Page 106
Story: Veiled (Ada Palomino 1)
***
The first rule of Hell is: don’t talk about Hell.
The more your brain wants to process where you are, the more your brain starts to leak out, like a draining bed pan. Your heart goes next, a gummy mess at the bottom of your shoe. Inconsequential. Then it’s your soul, siphoned from the marrow of everything you are.
I don’t know this yet, but I can feel it. I can feel Hell as one fathomless hungry beast, watching and waiting for me to just give in. I know this like the blood in my veins.
So I try not to think about where we are, I just keep moving through the streets, ignoring everything I see and hear.
Well, almost everything.
So far Hell has been disquieting. Jay and I do a fast walk down Fifth Avenue (the thick airless air holds us back from a run like an invisible hand), the dead weeds of Central Park to our right, the dark and silent buildings to our left. I get the creeping sensation, spiders up my spine, of being watched through all the windows. Sometimes I see a curtain pulled violently across a window, other times hear the sound of a door slamming but there is no one there. I’m reminded of Shakespeare: “Hell is empty and all the devils are here.”
But Hell isn’t empty. It’s an illusion, one to lull you with a false sense of security, the way a cat might lick you before it bites.
Slowly you start to hear the screams. At first they are in the distance, maybe blocks away. Short yelps of surprise. Then they turn to screams of absolute horror, someone being tortured over and over again. It comes closer.
And then it’s behind you.
A sharp inhumane scream that curdles your blood instantly, the type of scream that’s also a plea for it all to stop.
I whirl around, Jay grabbing me by the elbow to steady me, and see a little boy standing ten feet away from us. Big big eyes, bowl-cut hair, holding an old-fashioned doll with a cracked open head, the ones that roll open their eyes when you move them.
Why is a child in Hell? I think, my mind trying to wrap around the sight of innocence.
Jay hears me. That is not a child.
And the moment he says it, I know it.
The doll in his hands opens its eyes.
The boy smiles.
Wider and wider.
Splits his face in two.
Opens his mouth to let out a scream.
At the back of his throat, a long, thin hand comes out, skinny black fingers that belong to something charred.

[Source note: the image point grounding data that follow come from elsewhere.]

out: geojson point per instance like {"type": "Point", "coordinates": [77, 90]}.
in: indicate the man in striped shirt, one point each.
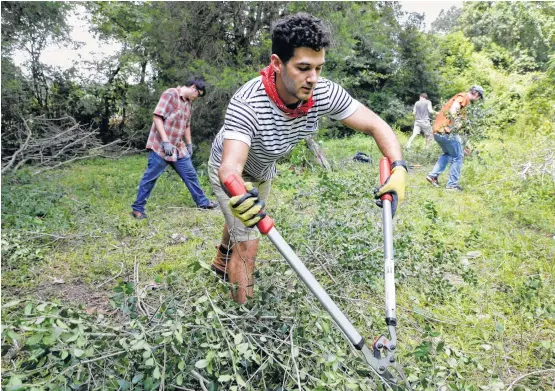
{"type": "Point", "coordinates": [265, 119]}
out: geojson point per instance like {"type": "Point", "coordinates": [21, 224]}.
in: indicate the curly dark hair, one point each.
{"type": "Point", "coordinates": [299, 30]}
{"type": "Point", "coordinates": [199, 83]}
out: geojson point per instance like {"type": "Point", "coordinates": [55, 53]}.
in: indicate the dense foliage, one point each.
{"type": "Point", "coordinates": [93, 299]}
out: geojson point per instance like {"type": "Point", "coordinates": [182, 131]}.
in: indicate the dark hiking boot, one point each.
{"type": "Point", "coordinates": [219, 264]}
{"type": "Point", "coordinates": [432, 180]}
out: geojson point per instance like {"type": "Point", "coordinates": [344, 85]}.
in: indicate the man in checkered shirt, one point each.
{"type": "Point", "coordinates": [172, 122]}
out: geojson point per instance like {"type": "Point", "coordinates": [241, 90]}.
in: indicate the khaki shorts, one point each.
{"type": "Point", "coordinates": [237, 230]}
{"type": "Point", "coordinates": [423, 127]}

I am caught, unable to look away as the child’s head splits open, his skull cracking into jagged rivets, just like his doll, and a bony, charred arm comes out, placing long fingers into the child’s eyes and gripping them like a bowling ball.
The creature starts to emerge.
We have to get going, Jay says, pulling me toward him.

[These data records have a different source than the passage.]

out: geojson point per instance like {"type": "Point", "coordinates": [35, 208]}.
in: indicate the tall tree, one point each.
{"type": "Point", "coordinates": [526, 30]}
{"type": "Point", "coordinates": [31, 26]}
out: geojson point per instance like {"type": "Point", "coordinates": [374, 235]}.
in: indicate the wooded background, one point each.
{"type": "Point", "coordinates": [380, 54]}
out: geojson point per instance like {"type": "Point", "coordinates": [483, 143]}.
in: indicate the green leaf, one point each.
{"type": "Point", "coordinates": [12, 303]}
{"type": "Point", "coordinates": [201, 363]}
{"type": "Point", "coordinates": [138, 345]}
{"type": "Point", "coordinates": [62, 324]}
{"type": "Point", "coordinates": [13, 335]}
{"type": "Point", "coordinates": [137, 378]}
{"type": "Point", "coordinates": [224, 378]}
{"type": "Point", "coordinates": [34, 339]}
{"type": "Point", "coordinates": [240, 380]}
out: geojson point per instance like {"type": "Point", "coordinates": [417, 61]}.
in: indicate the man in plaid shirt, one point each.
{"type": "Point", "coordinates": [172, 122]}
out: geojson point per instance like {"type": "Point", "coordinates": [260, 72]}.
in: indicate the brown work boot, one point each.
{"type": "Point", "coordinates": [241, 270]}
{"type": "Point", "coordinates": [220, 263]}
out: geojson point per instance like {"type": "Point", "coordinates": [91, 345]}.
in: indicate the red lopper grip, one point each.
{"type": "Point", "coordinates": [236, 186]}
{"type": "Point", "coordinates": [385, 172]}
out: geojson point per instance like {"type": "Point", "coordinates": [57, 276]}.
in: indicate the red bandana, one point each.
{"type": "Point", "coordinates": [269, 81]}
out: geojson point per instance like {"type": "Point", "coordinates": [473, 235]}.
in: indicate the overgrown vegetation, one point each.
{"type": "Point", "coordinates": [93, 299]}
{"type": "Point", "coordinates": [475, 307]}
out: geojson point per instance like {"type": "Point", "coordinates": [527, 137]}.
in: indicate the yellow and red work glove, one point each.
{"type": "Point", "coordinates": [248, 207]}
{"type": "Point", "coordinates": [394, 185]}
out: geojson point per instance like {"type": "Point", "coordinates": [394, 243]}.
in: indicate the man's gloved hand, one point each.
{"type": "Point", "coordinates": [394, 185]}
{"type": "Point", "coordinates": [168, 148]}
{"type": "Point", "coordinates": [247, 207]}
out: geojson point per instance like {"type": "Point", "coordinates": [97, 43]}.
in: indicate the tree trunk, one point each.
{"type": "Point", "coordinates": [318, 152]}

I’m yanked helplessly, even though Jay is straining to pull me along.
Ada! he yells. Focus Ada. Think about your mother.
My mother. My mother.
I want to stay and look at the creature but I must think about my mother.

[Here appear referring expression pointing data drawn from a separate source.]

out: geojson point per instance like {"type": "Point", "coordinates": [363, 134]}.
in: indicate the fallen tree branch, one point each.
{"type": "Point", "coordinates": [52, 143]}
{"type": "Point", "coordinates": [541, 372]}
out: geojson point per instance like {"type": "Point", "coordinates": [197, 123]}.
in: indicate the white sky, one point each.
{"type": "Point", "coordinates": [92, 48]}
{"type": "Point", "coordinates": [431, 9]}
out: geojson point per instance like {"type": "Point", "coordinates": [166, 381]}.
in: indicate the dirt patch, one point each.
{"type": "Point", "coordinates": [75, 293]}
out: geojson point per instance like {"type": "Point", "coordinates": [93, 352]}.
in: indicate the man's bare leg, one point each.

Jay leads me down the street until the creature is just a dot in the distance, then two dots going two separate ways. He grabs my shoulders and pulls me to him. One hand goes to my cheek.
Soft. His touch is soft.
Everything here is hard but he is soft.
Ada, he says and I’m reminded of the doll in the boy’s hands, the way Jay’s blue eyes seem made of marble, unseeing. You can’t lose it now. We are close but we’re running out of time. I can feel it. Focus. Focus.
I close my eyes, letting his touch soothe me, sink in beyond the skin, fusing us together as we should be fused.
He feels good.
He always feels good.
Feels.
I feel.
I am alive.
I don’t belong here.
My eyes snap open. My gut churns with tiny pinpricks. I feel like I’ve been seconds away from going over the edge of a cliff and he’s pulled me back just in time.
Oh my god, I cry, trying to get my brain back on track.
He can’t hear you, is Jay’s answer. Come on. You said the station at fifth and fifty-third, right?
I nod quickly. We hurry down the street again and I do my best to ignore the sights that this New York has to offer.
I wonder what Hell’s Kitchen is like here.
Is that a joke? Jay asks, peering down at me as we walk, sweat streaming down his plastic face.
I’m not sure. I don’t know what’s funny anymore.
I can’t remember what laughter is.
Call for your mother, he tells me, grabbing my hand and pulling us across the street. A bike messenger speeds past in a hurry, no helmet, the back of his skull blasted open and his brains trailing behind him like streamers.